In a recent retrospective review by Consigliere et al,11 EWB in the setting of distal femur fractures treated with LLP was considered to be safe, resulting in a 0% nonunion rate at 3 months as compared with 8% (2/26) in the NWB group.11 Similarly, a multicenter study by Smith et al12 retrospectively reviewed 105 patients treated for distal femur fractures at 4 separate level-1 trauma centers and found that the EWB group did not have increased perioperative complications compared with patients who were kept NWB or TDWB.12

Our study did not identify a significant difference in nonunion rates or implant/fixation failure based on immediate postoperative weight-bearing status. This result may be attributable to the very low proportion of patients in our cohort (12%) who were permitted at least 50% weight-bearing immediately postoperatively, none of whom developed a nonunion. In addition, we observed a relatively low nonunion rate of 13% in our cohort, which is notably lower than the 19% nonunion rate reported by Ricci et al7 in a cohort of 335 distal femur fractures.7 As detailed in a recent systematic review by Wittauer et al,18 there is considerable variability in the literature regarding the definition of nonunion. We chose to use the pragmatic definition of nonunion as outlined by Rodriguez et al,8,13 as this represents the most objective, clinically relevant definition of nonunion.

Consistent with the results from previous literature,8,19 we identified a significant association between mechanical construct rigidity score and nonunion when rigidity score was analyzed as a categorical variable (ie, whole numbers, 0–5). However, there was no statistically significant difference in median or mean rigidity scores between patients who went on to clinical union and those who developed nonunion. This is likely related to the fact that a rigidity score of 3 was the most common score for patients who went on to union and those that developed nonunion (representing 35% and 42% of those cohorts, respectively). Similarly, the difference in mean rigidity scores for the 2 cohorts (2.64 for union, 2.83 for nonunion) did not reach statistical significance, likely related to the relatively small size of the nonunion cohort. The analysis of rigidity scores as a categorical variable was undertaken to investigate this variable with greater specificity. Our analysis did not identify any significant differences in nonunion rates in association with other previously identified risk factors, including obesity, fracture type, infection, and plate material. This is likely due to the smaller size of our study cohort (N = 90) compared with the studies by Rodriguez et al8 (N = 283) and Ricci et al7 (N = 335), thus making subgroup analysis more difficult. In addition, our study did not include any intraarticular fracture patterns, further narrowing the subset of patients included in our analysis.

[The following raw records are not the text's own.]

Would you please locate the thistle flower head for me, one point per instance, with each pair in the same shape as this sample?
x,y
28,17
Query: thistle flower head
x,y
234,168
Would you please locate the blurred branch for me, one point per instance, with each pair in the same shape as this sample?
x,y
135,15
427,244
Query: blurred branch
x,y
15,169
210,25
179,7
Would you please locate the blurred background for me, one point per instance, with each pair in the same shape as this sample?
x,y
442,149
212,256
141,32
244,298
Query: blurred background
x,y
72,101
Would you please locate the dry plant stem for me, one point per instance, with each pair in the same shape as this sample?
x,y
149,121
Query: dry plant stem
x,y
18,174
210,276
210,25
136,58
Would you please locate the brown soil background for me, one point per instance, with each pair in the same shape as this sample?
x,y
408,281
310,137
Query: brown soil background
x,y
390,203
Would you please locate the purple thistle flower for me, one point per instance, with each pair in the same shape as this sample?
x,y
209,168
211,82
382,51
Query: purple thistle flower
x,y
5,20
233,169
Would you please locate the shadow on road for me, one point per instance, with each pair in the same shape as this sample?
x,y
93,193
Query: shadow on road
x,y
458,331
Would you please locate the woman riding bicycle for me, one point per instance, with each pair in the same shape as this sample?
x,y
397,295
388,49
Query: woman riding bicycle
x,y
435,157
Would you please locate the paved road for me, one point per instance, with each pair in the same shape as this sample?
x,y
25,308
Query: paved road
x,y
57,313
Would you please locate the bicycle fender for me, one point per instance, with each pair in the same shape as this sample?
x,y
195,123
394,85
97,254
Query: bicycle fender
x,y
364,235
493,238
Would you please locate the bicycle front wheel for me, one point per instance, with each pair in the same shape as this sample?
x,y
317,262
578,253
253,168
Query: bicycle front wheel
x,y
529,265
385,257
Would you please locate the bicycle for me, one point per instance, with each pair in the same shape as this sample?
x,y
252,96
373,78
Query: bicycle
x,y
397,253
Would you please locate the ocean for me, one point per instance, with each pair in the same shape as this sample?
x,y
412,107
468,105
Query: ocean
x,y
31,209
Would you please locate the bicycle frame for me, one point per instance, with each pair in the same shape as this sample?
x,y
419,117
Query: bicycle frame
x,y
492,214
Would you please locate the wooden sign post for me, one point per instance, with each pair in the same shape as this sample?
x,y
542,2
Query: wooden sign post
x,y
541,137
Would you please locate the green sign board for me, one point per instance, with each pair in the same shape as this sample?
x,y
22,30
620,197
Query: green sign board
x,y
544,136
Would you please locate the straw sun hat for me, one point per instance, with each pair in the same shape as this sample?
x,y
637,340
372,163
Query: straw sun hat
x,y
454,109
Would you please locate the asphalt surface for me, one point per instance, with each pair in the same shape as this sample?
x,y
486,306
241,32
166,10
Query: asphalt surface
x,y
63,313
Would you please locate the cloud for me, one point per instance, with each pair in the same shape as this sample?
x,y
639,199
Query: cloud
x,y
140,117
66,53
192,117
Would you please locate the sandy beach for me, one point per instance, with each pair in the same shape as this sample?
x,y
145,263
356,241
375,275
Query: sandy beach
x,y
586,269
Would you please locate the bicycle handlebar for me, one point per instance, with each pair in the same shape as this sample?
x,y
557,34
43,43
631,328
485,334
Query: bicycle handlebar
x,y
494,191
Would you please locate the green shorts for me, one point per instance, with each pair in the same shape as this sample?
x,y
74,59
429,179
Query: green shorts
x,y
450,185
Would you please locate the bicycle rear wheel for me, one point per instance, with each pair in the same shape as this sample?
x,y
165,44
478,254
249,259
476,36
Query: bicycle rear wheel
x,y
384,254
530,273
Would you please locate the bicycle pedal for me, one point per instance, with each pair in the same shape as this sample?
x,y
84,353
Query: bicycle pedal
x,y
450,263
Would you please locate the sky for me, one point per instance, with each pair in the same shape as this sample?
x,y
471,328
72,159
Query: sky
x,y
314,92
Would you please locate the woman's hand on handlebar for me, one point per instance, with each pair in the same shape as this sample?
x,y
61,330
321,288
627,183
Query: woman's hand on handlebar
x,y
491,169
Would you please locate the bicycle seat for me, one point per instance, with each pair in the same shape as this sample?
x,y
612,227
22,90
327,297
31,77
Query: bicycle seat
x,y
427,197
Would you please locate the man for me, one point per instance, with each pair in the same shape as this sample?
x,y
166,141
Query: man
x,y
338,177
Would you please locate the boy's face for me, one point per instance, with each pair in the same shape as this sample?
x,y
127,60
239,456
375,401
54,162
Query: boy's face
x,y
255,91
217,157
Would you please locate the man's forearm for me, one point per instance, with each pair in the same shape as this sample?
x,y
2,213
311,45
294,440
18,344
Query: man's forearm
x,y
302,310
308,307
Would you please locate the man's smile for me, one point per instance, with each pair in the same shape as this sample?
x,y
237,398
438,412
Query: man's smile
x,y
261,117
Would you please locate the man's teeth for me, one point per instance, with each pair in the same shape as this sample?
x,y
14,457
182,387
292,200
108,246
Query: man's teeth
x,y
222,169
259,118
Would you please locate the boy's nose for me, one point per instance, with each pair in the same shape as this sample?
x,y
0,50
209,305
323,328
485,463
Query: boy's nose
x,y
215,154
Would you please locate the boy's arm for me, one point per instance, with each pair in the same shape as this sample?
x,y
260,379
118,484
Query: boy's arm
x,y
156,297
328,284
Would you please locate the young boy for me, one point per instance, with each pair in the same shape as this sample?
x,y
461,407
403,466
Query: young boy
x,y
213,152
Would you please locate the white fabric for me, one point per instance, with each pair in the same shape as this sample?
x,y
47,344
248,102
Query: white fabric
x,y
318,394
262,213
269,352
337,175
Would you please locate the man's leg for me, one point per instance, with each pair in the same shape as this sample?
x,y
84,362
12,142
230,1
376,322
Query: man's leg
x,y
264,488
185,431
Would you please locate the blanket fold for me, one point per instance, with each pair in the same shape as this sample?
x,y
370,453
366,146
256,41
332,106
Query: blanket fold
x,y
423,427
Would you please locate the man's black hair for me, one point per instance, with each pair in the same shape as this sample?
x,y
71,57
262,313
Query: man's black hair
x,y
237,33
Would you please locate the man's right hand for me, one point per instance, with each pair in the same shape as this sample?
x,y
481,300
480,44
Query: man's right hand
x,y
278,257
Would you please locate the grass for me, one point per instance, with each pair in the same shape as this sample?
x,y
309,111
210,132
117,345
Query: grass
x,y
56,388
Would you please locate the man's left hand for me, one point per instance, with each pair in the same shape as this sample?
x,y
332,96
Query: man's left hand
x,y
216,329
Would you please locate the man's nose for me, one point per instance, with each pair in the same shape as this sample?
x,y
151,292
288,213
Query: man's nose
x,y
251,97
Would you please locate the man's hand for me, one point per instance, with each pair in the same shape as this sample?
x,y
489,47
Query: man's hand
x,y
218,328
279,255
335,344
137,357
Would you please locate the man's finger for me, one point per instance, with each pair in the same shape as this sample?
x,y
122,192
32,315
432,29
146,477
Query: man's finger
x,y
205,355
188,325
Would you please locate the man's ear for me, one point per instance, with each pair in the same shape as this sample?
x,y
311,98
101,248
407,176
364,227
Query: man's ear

Our study is among the first to use the RUST and modified RUST scores to evaluate fracture union in distal femur fractures. These radiographic scoring systems, originally developed and validated to assess union in tibial shaft fractures stabilized with an intramedullary nail,14,20 have recently been used to evaluate fracture union in metadiaphyseal fracture patterns.9 Our results demonstrated significantly higher mean RUST and modified RUST scores in patients who went on to achieve clinical union compared with those who developed nonunion. These results lend further support to the utility of the RUST and modified RUST scores for metadiaphyseal fractures. Furthermore, we identified moderate-to-good interrater reliability between observers for both the RUST and modified RUST scores in our study cohort. Only one other published study has used modified RUST scores to assess radiographic healing in distal femur fractures treated with locked plating, noting moderate interobserver agreement with ICC = 0.59.21

Strengths of our study include the specificity of the study cohort, which was limited to patients with distal femur fractures treated with LLP. This represents a clinically challenging fracture population with a relatively high nonunion rate. Correlating a validated radiographic score with a clinically relevant definition of nonunion adds to the generalizability of our study. Another key strength of this study is the inclusion of a classification analysis, which determined thresholds of 9 and 8 for the RUST and modified RUST scores, respectively. These thresholds maximized sensitivity and specificity while minimizing false positives and false negatives (see Table 3). We felt it important to prioritize minimizing the false positive rate to make these thresholds as clinically useful as possible. One other strength of our study is the use of the previously published rigidity score, which was correlated with nonunion in our cohort.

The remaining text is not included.